O grupo com maior tempo de busca apresentou menor proporção de participantes com ensino fundamental completo ou médio incompleto (14,5%) e maior proporção de participantes com ensino médio completo ou superior incompleto (58,2%), evidenciando que a dificuldade de encontrar emprego tem se manifestado também entre pessoas com maior escolaridade.

Os principais obstáculos relatados para a reinserção no mercado de trabalho foram a falta de estudo, de emprego, de experiência, a capacitação inadequada e o fato de ser mulher. Quanto aos sentimentos frente à situação de desemprego, em Campo Grande constatou-se que 66% se sentem inseguras, 54,7% estressadas, 67,6% envergonhadas, 72,3% tristes, 68,6% ansiosas, 61,5% com medo de não conseguir emprego, 59,2% desanimadas, 55,8% angustiadas. Em Corumbá, 75,4% se sentem inseguras, 57% estressadas, 73,2% envergonhadas, 77,4% tristes, 67,9% ansiosas, 64,2% com medo de não conseguir emprego, 63,2% desanimadas, 51,1% angustiadas. “Na amostra total, foi verificada associação entre a renda/salário mensal e sentir-se envergonhada, e renda/salário mensal e medo de não conseguir arrumar trabalho. Em ambas as associações o grupo sem renda apresentou maior percentual de participantes com presença de sofrimento”, relata a professora.
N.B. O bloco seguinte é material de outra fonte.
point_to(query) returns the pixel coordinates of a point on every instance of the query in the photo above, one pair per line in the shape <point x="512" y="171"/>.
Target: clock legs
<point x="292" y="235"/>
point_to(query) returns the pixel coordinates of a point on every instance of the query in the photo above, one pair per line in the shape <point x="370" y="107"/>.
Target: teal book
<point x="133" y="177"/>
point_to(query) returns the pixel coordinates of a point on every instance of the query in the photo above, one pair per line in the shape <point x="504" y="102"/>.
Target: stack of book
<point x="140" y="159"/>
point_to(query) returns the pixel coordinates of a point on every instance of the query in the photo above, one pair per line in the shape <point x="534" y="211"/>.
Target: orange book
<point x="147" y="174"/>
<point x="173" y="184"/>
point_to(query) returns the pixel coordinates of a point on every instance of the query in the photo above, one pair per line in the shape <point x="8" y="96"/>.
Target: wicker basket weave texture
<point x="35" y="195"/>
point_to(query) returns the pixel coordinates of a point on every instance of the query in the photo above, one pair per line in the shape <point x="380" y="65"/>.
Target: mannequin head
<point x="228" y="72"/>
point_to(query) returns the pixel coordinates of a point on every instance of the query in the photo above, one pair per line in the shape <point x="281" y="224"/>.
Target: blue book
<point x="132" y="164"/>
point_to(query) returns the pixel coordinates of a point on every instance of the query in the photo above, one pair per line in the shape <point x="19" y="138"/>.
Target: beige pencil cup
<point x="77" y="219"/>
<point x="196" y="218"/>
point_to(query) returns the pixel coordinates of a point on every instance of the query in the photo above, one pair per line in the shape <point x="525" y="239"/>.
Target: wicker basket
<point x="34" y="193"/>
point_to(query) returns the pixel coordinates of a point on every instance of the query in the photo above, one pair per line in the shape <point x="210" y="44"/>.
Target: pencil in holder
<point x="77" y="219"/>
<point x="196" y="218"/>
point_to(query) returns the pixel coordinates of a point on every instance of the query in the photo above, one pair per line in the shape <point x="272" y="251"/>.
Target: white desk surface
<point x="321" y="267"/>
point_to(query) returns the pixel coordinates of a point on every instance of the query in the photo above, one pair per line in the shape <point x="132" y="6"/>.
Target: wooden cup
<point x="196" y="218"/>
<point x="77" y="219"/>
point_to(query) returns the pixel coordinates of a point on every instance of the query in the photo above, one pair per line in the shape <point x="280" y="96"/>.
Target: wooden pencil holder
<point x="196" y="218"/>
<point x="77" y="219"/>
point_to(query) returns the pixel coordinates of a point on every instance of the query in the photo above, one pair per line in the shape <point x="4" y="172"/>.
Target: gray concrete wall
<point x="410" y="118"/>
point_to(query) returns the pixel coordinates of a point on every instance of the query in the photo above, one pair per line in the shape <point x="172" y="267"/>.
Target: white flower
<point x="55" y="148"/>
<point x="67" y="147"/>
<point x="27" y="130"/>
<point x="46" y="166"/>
Vanessa complementa que entender a relação entre sofrimento psíquico, transtornos mentais e desemprego ainda carece de maior atenção por parte dos pesquisadores, “ainda mais em tempos em que o emprego estável se tornou cada vez mais raro. Para que seja possível entender as repercussões psíquicas e sociais da busca por um emprego, e encontrar formas de agir e intervir em busca de auxiliar as pessoas que estão na zona de vulnerabilidade social, é necessário que haja embasamento científico para as propostas que se dediquem à promoção da saúde mental dos trabalhadores, estejam eles empregados ou não”, finaliza.